「コンサル力」と聞くと、戦略コンサルティングファームや総合コンサル企業を思い浮かべる方が多いかもしれません。しかし近年、SaaS業界でもこの「コンサル的スキル」が注目されています。ソリューション営業やカスタマーサクセス、BizDevといった職種を通じて、実践的に課題解決力を磨ける環境が整いつつあります。本記事では、SaaS業界におけるコンサル力の正体と、それをどのようにして身につけるかについて解説します。
コンサル力とは何か?今、なぜ注目されているのか
まずは「コンサル力」という言葉の意味を整理しましょう。一般にコンサル力とは、課題を設定し、仮説を立て、論理的に整理しながら解決策を提案・実行する一連のスキルを指します。具体的には、課題設定力、仮説思考、構造化力、提案力、プロセス設計力などが含まれます。
このスキルが注目されている理由は、業種を問わず「顧客の課題を解決する力」がビジネスの成否を分ける時代になっているためです。プロダクトアウトではなく、マーケットインの発想が求められる今、誰もが「小さなコンサルタント」的な動きを期待されるようになっています。
SaaS業界にある「コンサル的な仕事」の現場
SaaS業界では、コンサル的な動きが求められる職種が多く存在します。代表的なのがソリューション営業です。単なるプロダクトの紹介ではなく、顧客の業務課題をヒアリングし、改善提案を行う必要があります。
次に挙げられるのがカスタマーサクセスマネージャー(CSM)です。契約後のサポートにとどまらず、業務効率化や組織課題の解決まで踏み込んで支援する役割は、まさにコンサルタントに近い動きといえます。
さらに、BizDev(ビジネスデベロップメント)という職種では、企業提携や新規事業の設計を通じて戦略的な動きが求められます。こうした職種のなかで、実践的なコンサルスキルを培える機会が増えてきています。
コンサル力を磨けるSaaS企業の特徴とは?

すべてのSaaS企業でコンサル力が身につくわけではありません。磨きやすい環境にはいくつかの特徴があります。

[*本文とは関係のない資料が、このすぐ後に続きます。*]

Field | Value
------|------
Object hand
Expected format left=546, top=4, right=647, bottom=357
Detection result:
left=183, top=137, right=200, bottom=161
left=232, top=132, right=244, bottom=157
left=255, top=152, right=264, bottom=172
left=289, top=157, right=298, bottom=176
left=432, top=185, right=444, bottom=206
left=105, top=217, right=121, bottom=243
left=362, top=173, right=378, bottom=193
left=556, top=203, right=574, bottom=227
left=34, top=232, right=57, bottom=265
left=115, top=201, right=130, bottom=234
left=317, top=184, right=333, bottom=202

・Vertical SaaS(業界特化型SaaS):医療、建設、不動産など、業界ごとの課題に深く関わることで、その業界に精通したコンサル的視点が養われやすくなります
・セールスイネーブルメント体制の整備:営業支援や教育の仕組みがしっかりしていることで、課題発見力や提案スキルの向上が期待できます
・PLG(プロダクト・レッド・グロース)型企業:プロダクトを通じて価値を伝えるには、顧客課題の理解と構造的な把握が不可欠です
これらの要素が組み合わさることで、コンサル的スキルを高めやすい環境が形成されます。
SaaS業界で実際に身につくコンサルスキル
SaaS業界で働く中で、次のようなスキルが実践を通じて養われていきます。
・課題設定力:顧客の業務を観察・ヒアリングし、真のボトルネックを見つけ出す力
・業務プロセス理解:顧客企業の日常業務を構造的に理解し、最適化ポイントを特定する力
・バリュープロポジション設計:顧客にとっての価値を明確にし、それを提案に反映する力
・提案資料作成力/ストーリーテリング力:顧客を納得させるプレゼンテーションや資料の構成力
これらは、コンサルティングファームでも求められるスキルと共通しており、汎用性の高いビジネススキルとして次のキャリアにも応用できる可能性があります。
SaaS経験は次のキャリアにも活きる可能性がある
SaaS業界で培った経験は、その後のキャリアにおいても一定の強みとなり得ます。たとえば、コンサルファームへの転職に成功している人も一部に見られます。ソリューション営業やCSMの経験を通じて、課題設定力や提案力を実践的に磨いたことが背景にあるようです。
また、事業会社のBizDevやプロダクトマネージャーといった職種を志す際にも、SaaS業界での経験が評価される場面があります。とくにスタートアップでは、顧客視点に立てる人材や、現場理解に長けた人が戦略立案に関与することが増えています。
必ずしも全員が転職しやすいとは限りませんが、SaaS業界で得られるスキルや経験が、次のステップへの選択肢を広げてくれる可能性は十分にあります。
まとめ
SaaS業界には、顧客の課題を発見し、解決に導く「コンサル的スキル」を実践的に学べる環境が整いつつあります。とくにソリューション営業やCSM、BizDevなどの職種では、実務を通じて課題解決力や提案力を磨くことが可能です。こうした経験は、将来的にコンサルティングや事業戦略といったキャリアにも活かされる場面が期待されます。